En el primer año del reinado de Ciro, rey de Persia, el SEÑOR movió el espíritu del rey para que promulgara un decreto en todo su reino y así se cumpliera la palabra del SEÑOR por medio del profeta Jeremías. Tanto oralmente como por escrito, el rey decretó lo siguiente:
«Esto es lo que ordena Ciro, rey de Persia:
»El SEÑOR, Dios del cielo, que me ha dado todos los reinos de la tierra, me ha encargado que le construya un templo en la ciudad de Jerusalén, que está en Judá. Por tanto, cualquiera que pertenezca a Judá, suba a Jerusalén a construir el templo del SEÑOR, Dios de Israel, el Dios que habita en Jerusalén; y que Dios lo acompañe. También ordeno que los habitantes de cada lugar donde haya judíos sobrevivientes los ayuden dándoles plata y oro, bienes y ganado, y ofrendas voluntarias para el templo de Dios en Jerusalén».

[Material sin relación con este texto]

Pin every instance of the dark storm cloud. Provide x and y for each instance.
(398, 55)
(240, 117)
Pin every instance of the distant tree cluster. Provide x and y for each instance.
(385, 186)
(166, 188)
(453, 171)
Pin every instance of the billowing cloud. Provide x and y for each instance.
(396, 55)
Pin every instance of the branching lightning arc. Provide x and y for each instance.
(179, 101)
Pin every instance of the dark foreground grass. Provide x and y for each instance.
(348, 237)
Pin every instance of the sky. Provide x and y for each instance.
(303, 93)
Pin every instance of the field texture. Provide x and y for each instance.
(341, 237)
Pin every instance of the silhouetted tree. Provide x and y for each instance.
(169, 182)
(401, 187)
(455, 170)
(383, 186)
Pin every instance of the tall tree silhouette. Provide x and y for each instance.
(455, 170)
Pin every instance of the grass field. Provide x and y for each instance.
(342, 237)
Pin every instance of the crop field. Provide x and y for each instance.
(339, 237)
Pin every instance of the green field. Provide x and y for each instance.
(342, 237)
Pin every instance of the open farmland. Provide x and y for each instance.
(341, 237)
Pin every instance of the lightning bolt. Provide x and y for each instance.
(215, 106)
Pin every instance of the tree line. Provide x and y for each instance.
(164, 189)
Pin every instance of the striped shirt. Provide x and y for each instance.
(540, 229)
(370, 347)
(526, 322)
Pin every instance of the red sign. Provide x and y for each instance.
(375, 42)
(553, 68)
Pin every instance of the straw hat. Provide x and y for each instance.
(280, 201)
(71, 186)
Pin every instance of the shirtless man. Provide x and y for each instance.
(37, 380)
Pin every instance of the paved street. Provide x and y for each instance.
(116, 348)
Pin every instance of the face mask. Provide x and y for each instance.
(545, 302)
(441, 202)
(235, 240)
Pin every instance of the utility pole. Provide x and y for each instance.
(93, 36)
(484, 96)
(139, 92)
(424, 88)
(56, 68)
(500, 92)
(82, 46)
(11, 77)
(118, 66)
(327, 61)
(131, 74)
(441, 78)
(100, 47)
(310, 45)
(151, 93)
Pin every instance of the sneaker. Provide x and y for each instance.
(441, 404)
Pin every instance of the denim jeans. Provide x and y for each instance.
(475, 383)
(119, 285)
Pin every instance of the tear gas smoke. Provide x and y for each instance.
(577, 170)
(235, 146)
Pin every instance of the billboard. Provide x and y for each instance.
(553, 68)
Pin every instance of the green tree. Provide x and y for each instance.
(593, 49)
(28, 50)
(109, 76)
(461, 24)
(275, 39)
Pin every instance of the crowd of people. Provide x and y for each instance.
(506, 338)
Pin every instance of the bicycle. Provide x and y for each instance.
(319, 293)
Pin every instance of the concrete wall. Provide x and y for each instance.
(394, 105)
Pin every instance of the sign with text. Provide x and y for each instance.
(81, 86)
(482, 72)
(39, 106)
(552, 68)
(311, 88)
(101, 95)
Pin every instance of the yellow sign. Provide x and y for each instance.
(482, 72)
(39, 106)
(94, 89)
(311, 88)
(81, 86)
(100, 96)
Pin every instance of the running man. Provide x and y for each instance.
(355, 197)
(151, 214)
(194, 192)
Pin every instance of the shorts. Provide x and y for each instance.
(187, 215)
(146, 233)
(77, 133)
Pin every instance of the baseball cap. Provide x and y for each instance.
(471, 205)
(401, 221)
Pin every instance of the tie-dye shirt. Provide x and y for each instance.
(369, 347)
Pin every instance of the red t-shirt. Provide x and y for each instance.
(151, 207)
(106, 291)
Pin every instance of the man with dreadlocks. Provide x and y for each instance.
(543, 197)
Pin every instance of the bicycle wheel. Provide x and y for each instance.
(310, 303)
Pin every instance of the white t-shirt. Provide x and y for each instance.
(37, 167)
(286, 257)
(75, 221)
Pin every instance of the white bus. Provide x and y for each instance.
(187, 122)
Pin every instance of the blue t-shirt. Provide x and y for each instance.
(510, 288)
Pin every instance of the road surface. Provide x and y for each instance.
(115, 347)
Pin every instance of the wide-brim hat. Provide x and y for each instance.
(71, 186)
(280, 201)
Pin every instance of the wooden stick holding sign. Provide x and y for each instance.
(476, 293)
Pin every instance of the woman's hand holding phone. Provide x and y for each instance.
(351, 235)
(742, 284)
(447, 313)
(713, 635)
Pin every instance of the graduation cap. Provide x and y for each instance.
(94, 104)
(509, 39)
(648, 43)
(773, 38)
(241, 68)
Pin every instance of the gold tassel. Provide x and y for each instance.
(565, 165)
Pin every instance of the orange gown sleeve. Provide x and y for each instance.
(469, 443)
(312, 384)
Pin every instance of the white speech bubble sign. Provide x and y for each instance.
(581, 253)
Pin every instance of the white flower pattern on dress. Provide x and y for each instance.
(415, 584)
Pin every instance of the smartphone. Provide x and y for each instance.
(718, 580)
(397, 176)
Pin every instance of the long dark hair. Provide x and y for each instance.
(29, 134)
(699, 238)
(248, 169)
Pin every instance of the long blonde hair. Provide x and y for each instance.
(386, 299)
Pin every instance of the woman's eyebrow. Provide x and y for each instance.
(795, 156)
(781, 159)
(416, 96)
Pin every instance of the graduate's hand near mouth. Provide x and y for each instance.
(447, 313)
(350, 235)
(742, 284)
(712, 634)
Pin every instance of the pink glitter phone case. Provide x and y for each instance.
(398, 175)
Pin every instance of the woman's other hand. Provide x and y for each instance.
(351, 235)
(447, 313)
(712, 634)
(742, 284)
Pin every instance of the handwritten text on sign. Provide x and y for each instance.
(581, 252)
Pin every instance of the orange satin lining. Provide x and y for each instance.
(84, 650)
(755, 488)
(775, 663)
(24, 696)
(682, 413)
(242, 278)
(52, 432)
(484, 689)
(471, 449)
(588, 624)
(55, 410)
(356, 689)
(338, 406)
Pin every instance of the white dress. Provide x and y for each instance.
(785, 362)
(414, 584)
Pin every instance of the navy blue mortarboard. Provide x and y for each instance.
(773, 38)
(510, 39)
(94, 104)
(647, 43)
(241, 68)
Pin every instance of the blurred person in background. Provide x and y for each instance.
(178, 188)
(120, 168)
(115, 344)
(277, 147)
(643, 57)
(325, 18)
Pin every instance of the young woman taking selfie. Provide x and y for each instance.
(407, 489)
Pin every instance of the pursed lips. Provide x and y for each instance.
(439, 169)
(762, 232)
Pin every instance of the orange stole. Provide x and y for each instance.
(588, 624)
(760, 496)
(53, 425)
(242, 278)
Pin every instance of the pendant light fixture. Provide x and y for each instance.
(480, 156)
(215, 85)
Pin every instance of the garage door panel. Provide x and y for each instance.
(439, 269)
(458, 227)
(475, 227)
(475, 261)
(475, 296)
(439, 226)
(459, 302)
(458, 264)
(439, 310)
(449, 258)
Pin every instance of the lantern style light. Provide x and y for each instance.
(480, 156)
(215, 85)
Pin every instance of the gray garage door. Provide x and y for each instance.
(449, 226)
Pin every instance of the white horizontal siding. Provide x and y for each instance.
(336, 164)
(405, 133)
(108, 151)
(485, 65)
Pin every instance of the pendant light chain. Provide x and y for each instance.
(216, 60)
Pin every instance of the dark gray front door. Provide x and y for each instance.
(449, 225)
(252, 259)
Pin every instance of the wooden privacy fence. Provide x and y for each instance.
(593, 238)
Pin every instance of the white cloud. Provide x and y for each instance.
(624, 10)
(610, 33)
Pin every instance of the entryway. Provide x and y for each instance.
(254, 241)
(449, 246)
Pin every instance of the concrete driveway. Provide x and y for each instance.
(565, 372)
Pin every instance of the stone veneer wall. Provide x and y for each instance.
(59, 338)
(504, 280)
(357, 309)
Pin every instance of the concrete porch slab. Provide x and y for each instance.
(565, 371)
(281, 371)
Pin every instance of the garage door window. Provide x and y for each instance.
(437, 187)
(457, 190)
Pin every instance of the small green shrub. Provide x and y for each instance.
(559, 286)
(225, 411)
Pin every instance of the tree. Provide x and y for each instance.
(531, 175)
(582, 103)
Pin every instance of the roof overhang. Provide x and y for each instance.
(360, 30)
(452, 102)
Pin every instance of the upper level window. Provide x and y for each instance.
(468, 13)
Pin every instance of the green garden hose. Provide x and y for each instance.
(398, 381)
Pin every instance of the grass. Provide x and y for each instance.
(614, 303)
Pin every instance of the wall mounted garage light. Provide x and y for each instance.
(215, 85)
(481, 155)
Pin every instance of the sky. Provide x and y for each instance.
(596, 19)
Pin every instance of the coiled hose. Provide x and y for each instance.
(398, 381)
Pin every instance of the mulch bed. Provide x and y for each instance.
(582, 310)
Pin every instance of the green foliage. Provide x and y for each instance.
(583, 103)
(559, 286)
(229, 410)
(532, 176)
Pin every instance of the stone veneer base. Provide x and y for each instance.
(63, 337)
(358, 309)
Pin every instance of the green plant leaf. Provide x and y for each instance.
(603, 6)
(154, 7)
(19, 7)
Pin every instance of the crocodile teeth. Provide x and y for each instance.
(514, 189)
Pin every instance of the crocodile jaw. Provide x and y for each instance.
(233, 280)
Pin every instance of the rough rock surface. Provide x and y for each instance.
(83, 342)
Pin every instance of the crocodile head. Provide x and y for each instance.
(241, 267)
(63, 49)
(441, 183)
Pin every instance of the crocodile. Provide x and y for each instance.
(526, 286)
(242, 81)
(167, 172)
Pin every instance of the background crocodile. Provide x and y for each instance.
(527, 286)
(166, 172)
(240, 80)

Entonces los jefes de familia de Benjamín y de Judá, junto con los sacerdotes y levitas, es decir, con todos aquellos en cuyo espíritu Dios puso el deseo de construir el templo del SEÑOR, se dispusieron a subir a Jerusalén. Todos sus vecinos los ayudaron con plata y oro, bienes y ganado, objetos valiosos y todo tipo de ofrendas voluntarias.
Además, el rey Ciro hizo sacar los utensilios que Nabucodonosor se había llevado del Templo del SEÑOR en Jerusalén y había depositado en el templo de su dios. Ciro, el rey de Persia, los entregó a su tesorero Mitrídates, el cual los contó y se los pasó a Sesbasar, gobernador de Judá.